Policies and constraints

  • min_variance_shrinkage, min_cvar, max_sharpe_shrinkage and max_utility_shrinkage use Skfolio MeanRisk; they support bounds, groups, linear constraints, transaction costs, hard turnover and tracking-error limits. max_utility_shrinkage also accepts a positive risk_aversion.
  • risk_budget_cvar uses RiskBudgeting; it supports bounds, groups, linear constraints and transaction costs.
  • hrp_cvar uses HierarchicalRiskParity; it supports bounds and transaction costs. Its CVaR confidence is Skfolio's fixed 95%.
  • max_return_benchmark_vol uses MeanRisk to maximise expected return under a volatility cap dynamically measured from the declared benchmark_id in each fitting window. It needs a benchmark; it does not use future or realised OOS benchmark volatility as its target.

The provider rejects an unsupported method/constraint combination rather than altering the generated weights after the solve.

The V1 LLM surface exposes a uniform max_weight; individual min_weights remain zero by design (long-only is the natural default). Per-asset minimum weights are available to programmatic callers through OptimizationSpec and will be surfaced to the agent only with a dedicated portfolio-policy interface.

Benchmarks and backtests

Create a versioned model portfolio, for example a 70/30 ACWI/aggregate-bond allocation, before referencing it by benchmark_id. It is always available as a performance comparator; MeanRisk policies can also enforce an optional tracking-error budget against it.

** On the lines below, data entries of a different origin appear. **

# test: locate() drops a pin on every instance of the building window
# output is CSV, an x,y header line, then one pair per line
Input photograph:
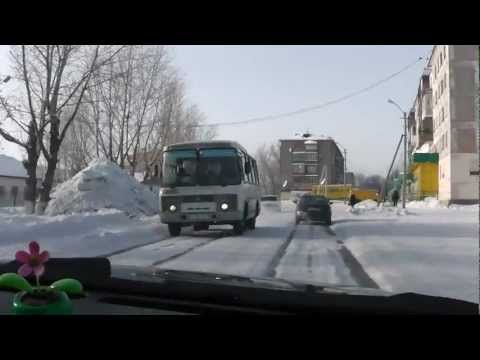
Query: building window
x,y
298,168
311,169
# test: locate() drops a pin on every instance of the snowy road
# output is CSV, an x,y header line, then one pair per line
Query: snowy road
x,y
276,248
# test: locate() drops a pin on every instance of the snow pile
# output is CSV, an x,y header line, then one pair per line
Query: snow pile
x,y
427,203
102,185
10,166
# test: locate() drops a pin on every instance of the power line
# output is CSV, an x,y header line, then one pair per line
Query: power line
x,y
314,107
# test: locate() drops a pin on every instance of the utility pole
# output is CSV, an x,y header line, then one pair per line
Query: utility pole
x,y
404,177
344,175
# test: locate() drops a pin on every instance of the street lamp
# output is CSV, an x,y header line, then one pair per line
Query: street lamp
x,y
390,101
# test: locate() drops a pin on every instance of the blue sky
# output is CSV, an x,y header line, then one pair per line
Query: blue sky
x,y
233,83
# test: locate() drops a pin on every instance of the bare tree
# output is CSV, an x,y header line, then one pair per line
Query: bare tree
x,y
53,81
138,107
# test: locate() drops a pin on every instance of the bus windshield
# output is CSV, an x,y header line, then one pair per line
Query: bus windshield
x,y
205,167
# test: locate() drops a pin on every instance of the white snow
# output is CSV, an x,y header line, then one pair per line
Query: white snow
x,y
102,185
86,234
10,166
428,202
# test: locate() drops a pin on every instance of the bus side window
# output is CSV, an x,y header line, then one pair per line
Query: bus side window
x,y
241,163
250,176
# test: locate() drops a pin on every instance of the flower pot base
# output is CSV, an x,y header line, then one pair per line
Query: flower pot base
x,y
42,301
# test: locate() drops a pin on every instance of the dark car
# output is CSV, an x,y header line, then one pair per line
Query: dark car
x,y
312,208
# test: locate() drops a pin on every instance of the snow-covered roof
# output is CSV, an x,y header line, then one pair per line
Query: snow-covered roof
x,y
10,166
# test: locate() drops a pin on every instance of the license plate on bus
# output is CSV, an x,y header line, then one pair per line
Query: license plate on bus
x,y
199,217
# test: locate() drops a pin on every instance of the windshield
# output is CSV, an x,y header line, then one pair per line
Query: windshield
x,y
205,168
348,166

portfolio_optimizer_backtest fits Skfolio on the requested return frequency and values the resulting holding periods on daily simple returns. Its train_size is measured in fitting-return observations; its rebalance_frequency (D/W/M/Q) independently controls when weights are renewed. A fit ending at a rebalance endpoint is applied beginning with the following daily observation, so there is no look-ahead or artificial extra execution delay. OOS NAV, costs, drawdown, CAGR and annualised realised metrics therefore use daily data and factor 252, even when fitting is weekly or monthly.

Tool results distinguish annualized_mean from geometric cagr; the latter comes from the compounded daily OOS wealth curve. The store records benchmark versions, specifications, weights at each out-of-sample rebalance, aggregate metrics and data provenance—but not historical observations.

Pass a chart_filename only when the provider has been built with an artifacts_dir. It writes a PNG of strategy versus benchmark cumulative out-of-sample return and returns only a sandboxed file: artifact reference; no observations are returned to the LLM. Pair that reference with ReportTools(..., files=ReportFiles(...)) and save_memo_html for a self-contained HTML report with the chart embedded.

Live DeepSeek smoke test

examples/run_portfolio_optimization_deepseek.py performs a live agentic smoke test: DeepSeek receives only the DataHub, optimizer, report and Telegram providers plus a portfolio-research objective. It decides the tool sequence and the appropriate policy comparison for a SPY/GLD/TLT/BCI universe against a 70/30 SPY/TLT benchmark, using a three-year rolling window and quarterly rebalancing. It saves a self-contained HTML report with OOS chart(s) and uses the existing Telegram tool provider to send both outputs. The runner verifies only completion artifacts (backtest, persisted HTML, message and attachment), not a prescribed chain of tool calls. It reads DEEPSEEK_API_KEY, TELEGRAM_BOT_TOKEN and TELEGRAM_CHAT_ID from the environment (with the established workspace deepseek.env fallback for local development). Telegram receives only a short status message; the detailed Markdown report is attached as a document.